今世界的にも有名になっているウーバーも、いわば自家用車とスマホの組合せ。言ってみれば白タクの一種ですが、それを、違法なサービスとして排除するのか、画期的なサービスとして称賛するのかは捉え方の違いです。

このように考えると、必要なことは、発想の柔軟性であることが分かります。

先日、訪問したあるクライアント先で、業務プロセスの改善にあたって、「ゼロベースで考えましょう」というお話をしたところ、社員の一人から「『ゼロベース』ってどういうことですか?」というご質問をいただきました。

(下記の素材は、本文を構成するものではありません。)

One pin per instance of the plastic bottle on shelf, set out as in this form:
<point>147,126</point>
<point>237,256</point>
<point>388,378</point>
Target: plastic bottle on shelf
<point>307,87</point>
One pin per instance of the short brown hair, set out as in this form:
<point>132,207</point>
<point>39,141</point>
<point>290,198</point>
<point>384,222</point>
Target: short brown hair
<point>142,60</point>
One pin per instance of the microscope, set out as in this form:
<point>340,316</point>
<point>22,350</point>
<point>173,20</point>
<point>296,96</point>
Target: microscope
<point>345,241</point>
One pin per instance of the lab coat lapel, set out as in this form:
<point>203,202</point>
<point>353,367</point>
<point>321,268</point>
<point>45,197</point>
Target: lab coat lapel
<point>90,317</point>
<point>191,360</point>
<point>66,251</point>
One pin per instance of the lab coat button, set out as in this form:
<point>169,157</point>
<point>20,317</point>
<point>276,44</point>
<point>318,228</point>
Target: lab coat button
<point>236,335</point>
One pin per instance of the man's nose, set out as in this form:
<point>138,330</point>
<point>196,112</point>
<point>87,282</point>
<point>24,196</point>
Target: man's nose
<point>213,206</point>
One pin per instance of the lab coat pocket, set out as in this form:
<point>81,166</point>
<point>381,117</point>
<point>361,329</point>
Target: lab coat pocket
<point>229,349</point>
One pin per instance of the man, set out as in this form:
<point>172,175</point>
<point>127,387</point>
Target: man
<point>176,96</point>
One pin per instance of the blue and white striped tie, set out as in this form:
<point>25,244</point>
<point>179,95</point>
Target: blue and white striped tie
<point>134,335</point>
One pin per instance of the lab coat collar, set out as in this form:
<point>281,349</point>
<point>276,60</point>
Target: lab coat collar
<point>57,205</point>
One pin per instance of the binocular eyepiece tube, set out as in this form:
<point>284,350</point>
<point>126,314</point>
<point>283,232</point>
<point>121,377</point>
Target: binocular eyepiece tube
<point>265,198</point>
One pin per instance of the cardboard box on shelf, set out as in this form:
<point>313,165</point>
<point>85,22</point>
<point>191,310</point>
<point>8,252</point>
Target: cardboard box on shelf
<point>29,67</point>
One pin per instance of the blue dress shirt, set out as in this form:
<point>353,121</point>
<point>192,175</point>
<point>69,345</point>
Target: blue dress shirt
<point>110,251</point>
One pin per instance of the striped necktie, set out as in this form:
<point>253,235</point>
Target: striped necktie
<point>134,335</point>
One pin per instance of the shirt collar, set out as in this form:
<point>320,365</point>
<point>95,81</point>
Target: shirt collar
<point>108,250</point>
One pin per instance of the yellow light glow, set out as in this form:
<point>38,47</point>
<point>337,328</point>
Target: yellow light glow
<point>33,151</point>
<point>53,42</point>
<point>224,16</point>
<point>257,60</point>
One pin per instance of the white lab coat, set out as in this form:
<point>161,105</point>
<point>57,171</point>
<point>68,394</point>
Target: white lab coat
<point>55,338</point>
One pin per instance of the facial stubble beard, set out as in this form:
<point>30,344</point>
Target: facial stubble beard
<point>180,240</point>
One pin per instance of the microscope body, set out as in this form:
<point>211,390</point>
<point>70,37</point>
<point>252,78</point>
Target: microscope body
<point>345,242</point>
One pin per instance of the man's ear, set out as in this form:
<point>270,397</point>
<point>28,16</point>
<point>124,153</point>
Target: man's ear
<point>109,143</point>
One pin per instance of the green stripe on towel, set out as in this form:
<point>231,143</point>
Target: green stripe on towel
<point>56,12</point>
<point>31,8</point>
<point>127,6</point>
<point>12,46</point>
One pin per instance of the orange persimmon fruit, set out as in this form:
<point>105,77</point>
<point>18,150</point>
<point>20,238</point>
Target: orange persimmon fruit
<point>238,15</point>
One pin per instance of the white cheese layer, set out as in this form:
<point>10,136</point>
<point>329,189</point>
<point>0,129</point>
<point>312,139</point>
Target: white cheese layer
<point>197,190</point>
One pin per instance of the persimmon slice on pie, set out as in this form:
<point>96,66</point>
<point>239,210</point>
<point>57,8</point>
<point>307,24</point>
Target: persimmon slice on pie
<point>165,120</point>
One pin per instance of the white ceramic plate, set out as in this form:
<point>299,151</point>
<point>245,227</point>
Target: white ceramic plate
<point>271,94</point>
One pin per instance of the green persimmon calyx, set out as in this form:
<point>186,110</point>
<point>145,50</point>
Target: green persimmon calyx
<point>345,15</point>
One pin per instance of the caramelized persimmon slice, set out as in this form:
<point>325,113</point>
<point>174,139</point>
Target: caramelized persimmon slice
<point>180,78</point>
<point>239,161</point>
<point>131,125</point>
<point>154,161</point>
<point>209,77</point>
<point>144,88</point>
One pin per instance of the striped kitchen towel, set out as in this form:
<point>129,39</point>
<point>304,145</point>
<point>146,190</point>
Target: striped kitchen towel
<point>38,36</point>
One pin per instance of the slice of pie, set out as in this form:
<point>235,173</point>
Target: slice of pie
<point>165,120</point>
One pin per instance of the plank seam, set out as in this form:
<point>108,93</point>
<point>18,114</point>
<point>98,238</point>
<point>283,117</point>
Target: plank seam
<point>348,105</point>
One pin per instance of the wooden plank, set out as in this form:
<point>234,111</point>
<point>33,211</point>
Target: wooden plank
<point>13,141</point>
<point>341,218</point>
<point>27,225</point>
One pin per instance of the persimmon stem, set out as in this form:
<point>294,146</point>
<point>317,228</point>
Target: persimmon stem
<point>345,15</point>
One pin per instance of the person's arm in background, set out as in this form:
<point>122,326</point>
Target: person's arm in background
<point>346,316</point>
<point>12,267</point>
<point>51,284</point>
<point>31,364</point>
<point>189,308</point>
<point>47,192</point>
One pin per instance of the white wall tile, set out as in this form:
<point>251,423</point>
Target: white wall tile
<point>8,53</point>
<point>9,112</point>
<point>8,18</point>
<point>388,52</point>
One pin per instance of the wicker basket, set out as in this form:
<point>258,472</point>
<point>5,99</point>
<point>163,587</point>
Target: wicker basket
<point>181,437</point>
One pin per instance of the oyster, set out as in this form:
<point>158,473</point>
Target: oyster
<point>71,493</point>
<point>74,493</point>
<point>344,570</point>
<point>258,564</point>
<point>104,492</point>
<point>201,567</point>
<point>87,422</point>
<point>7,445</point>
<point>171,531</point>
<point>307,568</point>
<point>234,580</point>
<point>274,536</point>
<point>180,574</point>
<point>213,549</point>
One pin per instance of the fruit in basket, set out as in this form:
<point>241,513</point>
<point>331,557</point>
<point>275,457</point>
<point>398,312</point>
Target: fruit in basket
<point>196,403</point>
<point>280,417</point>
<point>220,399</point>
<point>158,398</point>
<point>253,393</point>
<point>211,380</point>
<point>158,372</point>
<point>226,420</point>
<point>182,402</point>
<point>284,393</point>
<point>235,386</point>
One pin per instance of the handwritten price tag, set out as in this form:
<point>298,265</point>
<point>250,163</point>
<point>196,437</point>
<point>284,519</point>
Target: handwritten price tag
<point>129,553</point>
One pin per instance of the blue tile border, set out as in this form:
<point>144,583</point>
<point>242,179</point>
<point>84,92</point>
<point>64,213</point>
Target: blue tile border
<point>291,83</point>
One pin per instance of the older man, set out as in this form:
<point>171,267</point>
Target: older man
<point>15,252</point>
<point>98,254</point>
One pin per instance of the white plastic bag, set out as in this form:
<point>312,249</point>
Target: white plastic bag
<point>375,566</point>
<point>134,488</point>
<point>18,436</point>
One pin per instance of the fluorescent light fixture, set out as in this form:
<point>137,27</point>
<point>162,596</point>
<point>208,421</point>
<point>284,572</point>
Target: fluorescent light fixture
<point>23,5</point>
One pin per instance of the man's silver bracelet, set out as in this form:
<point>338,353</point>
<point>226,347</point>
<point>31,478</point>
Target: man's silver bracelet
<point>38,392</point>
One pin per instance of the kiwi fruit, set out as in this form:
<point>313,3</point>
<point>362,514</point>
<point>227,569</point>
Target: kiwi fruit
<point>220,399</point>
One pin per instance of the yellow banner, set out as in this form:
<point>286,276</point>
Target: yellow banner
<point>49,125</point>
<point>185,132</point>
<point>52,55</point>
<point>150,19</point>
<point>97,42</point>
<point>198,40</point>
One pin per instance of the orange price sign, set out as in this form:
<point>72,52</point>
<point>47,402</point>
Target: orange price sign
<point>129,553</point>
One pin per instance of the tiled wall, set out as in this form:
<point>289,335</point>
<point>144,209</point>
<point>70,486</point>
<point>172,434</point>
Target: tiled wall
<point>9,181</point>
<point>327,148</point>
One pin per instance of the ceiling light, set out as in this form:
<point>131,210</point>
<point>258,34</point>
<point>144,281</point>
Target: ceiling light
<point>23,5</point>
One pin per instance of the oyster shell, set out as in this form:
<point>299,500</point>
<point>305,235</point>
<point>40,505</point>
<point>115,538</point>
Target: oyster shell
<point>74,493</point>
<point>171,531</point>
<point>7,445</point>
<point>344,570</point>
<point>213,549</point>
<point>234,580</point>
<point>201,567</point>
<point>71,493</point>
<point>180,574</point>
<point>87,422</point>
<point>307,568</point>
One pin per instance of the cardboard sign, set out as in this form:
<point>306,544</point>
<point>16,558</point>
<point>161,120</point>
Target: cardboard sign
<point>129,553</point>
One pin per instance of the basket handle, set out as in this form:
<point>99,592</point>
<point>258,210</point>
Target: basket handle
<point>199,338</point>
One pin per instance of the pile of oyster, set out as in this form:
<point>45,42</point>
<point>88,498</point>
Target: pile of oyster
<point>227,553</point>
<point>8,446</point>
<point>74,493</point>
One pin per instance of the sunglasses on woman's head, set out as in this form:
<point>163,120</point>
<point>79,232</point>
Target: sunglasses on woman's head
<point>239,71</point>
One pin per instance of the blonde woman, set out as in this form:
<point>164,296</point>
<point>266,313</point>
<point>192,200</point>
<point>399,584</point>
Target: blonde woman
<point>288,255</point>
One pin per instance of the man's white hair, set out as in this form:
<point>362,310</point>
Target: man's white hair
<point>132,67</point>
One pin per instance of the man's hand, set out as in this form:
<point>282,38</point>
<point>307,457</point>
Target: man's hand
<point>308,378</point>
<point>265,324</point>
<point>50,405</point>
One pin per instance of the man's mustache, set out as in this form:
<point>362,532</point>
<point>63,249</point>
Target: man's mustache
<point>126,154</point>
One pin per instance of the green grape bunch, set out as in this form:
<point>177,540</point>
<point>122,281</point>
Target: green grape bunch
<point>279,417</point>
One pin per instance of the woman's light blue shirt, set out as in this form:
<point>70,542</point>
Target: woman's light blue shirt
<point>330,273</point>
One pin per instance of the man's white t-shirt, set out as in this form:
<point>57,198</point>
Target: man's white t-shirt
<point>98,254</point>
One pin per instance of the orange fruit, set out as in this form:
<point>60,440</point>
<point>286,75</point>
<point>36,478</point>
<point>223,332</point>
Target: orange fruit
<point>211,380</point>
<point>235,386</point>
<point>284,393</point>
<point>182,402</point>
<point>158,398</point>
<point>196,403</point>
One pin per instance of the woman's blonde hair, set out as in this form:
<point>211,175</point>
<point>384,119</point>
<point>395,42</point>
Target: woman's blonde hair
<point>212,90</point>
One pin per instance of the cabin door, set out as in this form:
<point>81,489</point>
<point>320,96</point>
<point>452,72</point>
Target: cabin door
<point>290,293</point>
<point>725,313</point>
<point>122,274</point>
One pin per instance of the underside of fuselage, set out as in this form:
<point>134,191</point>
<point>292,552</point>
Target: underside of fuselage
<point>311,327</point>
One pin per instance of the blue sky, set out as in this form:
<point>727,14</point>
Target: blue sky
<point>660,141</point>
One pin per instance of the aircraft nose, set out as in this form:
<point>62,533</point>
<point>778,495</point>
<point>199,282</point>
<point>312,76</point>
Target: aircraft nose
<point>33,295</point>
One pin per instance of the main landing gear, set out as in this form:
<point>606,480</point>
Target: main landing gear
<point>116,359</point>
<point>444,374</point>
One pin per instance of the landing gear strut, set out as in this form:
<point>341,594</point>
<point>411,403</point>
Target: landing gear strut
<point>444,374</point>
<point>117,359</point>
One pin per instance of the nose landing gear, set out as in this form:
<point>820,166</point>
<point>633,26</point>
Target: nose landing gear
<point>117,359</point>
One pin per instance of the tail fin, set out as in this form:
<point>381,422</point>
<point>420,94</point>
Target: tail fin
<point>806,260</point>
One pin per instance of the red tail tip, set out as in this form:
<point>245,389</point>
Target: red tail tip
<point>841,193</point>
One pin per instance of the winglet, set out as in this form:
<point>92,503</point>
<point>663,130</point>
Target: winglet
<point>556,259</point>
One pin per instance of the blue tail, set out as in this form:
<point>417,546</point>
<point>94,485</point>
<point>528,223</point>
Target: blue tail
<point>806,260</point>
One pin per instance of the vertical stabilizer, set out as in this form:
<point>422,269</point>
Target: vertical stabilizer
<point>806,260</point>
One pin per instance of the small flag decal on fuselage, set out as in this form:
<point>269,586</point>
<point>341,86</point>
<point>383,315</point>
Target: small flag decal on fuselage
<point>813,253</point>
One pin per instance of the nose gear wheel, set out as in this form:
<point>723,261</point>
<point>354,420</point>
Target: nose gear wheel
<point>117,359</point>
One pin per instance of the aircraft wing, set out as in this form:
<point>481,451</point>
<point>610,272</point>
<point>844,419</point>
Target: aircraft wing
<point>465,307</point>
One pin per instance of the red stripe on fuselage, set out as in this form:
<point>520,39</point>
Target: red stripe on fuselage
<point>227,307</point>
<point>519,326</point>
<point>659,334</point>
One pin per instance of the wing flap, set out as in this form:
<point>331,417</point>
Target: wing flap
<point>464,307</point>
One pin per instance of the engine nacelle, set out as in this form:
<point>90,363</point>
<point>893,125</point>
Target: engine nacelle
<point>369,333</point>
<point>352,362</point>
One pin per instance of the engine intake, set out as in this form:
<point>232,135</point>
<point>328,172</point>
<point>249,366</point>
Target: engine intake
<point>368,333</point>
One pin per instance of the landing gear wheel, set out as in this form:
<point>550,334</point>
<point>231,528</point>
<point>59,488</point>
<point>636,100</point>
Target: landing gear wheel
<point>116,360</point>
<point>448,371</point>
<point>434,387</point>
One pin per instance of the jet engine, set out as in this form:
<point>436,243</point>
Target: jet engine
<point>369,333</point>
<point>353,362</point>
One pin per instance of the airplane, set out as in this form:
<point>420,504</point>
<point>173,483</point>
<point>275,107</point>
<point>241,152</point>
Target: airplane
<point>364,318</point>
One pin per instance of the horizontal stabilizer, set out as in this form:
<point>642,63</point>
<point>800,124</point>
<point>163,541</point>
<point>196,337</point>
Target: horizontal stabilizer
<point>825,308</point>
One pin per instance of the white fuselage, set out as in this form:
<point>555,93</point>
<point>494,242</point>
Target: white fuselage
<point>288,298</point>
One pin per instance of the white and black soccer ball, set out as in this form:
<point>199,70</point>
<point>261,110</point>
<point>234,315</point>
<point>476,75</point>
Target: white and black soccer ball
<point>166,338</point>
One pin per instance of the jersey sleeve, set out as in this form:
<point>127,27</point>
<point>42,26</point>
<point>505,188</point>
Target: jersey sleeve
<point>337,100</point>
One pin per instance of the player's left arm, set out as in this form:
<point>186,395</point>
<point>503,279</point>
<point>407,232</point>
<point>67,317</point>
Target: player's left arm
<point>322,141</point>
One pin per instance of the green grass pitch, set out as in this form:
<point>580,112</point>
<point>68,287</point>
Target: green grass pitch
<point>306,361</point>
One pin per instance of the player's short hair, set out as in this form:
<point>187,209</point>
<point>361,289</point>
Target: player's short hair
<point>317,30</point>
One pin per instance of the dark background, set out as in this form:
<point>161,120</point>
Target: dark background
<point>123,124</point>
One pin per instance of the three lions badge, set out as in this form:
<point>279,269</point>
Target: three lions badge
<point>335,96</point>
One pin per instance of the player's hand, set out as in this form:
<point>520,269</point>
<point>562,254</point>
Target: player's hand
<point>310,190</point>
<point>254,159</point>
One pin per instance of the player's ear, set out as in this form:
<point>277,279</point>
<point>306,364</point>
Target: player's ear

ゼロベースとは、既存の概念や規制を一度取っ払って、「こんなことはできないだろうか?」「AとBを組合わせてみたら、どうなるだろうか?」というアイデアを自由に膨らませることです。
 

  • こんなことは常識的には無理
  • どうせ誰か他の人がやっているに違いない
  • 言いだしっぺで仕事が増えるのは嫌だ

いろいろとアイデアが思い浮かんでも、余計な邪念が浮かんでくると、最後は差し障りのない、既存商品の一部改良で終わってしまいます

画期的な技術開発がなくても、イノベーションは起こせます。そのためには、他社のリソースを使うというオープンさも必要ですが、まずは、社員一人ひとりがオープンなマインドを持って自由に発想するのがポイントです。

企業の大小に関わらず、社員の頭の中はいろいろなしがらみがあって、必ずしもオープンにはなっていません。